Chapter 2 Feature Representation

2.1 Vector vs. Raster Data Models

To work in a GIS environment, real world observations (objects or events that can be recorded in 2D or 3D space) need to be reduced to spatial representations. These spatial representations can be presented in a GIS as a vector data model or a raster data model.

Figure 2.1: Vector and raster representations of a river feature.

Figure 2.2: Vector and raster data model example.

2.1.1 Vector

Vector features can be decomposed into three different geometric primitives: points, lines/polylines and polygons.

2.1.1.1 Points

Figure 2.3: Three point objects defined by their X and Y coordinate values.

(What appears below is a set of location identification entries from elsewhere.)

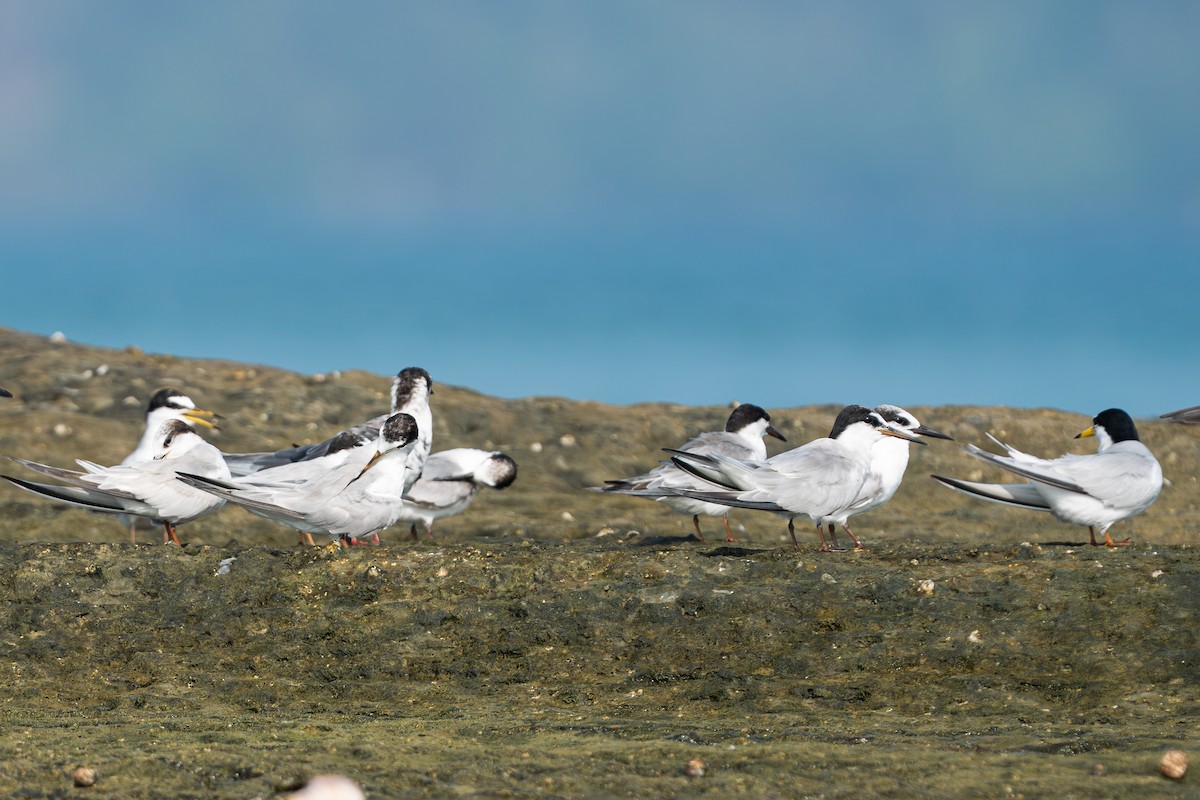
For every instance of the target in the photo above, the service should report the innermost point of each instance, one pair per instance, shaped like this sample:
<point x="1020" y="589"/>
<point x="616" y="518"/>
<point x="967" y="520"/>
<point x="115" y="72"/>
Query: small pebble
<point x="84" y="776"/>
<point x="1174" y="764"/>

A point is composed of one coordinate pair representing a specific location in a coordinate system. Points are the most basic geometric primitives having no length or area. By definition a point can’t be “seen” since it has no area; but this is not practical if such primitives are to be mapped. So points on a map are represented using symbols that have both area and shape (e.g. circle, square, plus signs).

We seem capable of interpreting such symbols as points, but there may be instances when such interpretation may be ambiguous (e.g. is a round symbol delineating the area of a round feature on the ground such as a large oil storage tank or is it representing the point location of that tank?).

2.1.1.2 Polylines

Figure 2.4: A simple polyline object defined by connected vertices.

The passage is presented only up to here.